Federica Araco et Nathalie Galesne
The old, peeling plastic chair is empty. It sits among a small fry of dilapidated objects and scattered waste. The prostitute who usually shows herself there is probably busy with a client, in the car or hidden in the pine forest. If the chair is overturned, on the ground, it’s a sign that she has not yet begun her “laborious work.” On this road, which is just a few kilometers long and which connects the Via Cristoforo Colombo—one of the main arteries of Rome—to the sea of Ostia, most of the women sex workers come from Nigeria. How did they end up luring clients on these poor public roads?

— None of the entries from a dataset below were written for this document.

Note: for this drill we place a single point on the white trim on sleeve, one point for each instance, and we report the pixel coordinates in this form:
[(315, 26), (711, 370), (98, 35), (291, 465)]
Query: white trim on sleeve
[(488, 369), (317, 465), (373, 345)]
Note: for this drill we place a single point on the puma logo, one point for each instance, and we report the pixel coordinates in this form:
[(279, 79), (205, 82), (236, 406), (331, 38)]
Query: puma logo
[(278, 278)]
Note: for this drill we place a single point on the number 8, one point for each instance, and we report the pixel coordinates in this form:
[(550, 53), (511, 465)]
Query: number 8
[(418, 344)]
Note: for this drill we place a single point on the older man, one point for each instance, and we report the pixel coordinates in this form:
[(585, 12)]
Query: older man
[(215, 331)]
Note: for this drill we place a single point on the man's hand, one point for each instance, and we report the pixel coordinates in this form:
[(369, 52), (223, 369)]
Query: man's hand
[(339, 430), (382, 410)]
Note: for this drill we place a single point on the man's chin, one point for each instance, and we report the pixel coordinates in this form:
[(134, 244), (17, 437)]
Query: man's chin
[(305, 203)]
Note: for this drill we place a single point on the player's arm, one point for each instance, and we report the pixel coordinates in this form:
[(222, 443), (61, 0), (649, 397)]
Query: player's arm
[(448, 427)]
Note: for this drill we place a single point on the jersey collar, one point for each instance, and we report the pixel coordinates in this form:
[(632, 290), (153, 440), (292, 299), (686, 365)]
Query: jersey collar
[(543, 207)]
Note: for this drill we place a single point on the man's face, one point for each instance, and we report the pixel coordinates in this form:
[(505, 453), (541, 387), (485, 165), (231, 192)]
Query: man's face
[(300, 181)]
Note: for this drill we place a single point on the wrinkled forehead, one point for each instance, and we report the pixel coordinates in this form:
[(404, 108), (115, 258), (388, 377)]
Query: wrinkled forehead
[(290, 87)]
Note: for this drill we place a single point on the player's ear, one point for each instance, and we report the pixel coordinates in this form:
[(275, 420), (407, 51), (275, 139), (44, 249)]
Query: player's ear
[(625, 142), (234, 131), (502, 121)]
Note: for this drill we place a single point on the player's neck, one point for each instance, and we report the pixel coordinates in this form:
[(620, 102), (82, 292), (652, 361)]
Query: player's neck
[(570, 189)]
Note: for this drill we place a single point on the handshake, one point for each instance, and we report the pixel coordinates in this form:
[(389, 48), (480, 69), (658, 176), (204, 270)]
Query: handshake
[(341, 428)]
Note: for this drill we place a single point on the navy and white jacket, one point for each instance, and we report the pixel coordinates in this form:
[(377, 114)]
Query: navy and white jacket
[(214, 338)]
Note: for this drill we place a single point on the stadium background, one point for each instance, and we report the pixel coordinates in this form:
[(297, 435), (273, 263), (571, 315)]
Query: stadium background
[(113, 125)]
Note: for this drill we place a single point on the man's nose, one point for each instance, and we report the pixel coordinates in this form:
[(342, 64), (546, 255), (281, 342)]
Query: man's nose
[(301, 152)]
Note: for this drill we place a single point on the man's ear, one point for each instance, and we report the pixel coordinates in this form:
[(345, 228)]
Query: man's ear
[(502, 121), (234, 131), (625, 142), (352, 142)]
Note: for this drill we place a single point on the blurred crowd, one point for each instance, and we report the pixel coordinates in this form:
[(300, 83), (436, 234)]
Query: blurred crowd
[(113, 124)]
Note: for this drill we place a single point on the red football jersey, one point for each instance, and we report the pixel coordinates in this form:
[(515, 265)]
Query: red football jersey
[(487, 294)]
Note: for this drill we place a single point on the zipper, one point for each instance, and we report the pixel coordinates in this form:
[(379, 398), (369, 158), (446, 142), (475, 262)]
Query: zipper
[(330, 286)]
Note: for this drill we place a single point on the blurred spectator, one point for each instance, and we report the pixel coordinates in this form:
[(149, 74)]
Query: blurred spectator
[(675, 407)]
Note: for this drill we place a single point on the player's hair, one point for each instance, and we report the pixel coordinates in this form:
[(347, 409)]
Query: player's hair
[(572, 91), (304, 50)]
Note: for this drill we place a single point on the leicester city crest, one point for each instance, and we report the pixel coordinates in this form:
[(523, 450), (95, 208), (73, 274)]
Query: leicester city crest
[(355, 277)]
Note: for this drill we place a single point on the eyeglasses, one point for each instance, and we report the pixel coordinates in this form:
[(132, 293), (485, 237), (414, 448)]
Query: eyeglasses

In the past, sex workers most frequented the Via Salaria in Rome, but collisions, daily accidents, and increasingly intense police checks pushed many women to move to semi-rural roads, abandoned industrial zones, or streets on which clients can stop more easily: to the south of the capital, they are on Via Cristoforo Colombo, Viale Guglielmo Marconi, Via Laurentina; in the north, they roam the streets of Torre di Quinto and Via della Marcigliana, while to the east of the city, they work in shacks or on makeshift mattresses hidden in the recesses of Via Longoni and Via Severini. There is a constant rotation along these routes. The intensity of these rotations fluctuates with the seasons.
Trafficking data
But let’s move away from Rome for a moment to better understand how prostitution fits into a broader international context. In 2021, women and girls accounted for 56.2% of the total number of victims of trafficking, the majority of whom were to be swallowed up into the prostitution circuit (1).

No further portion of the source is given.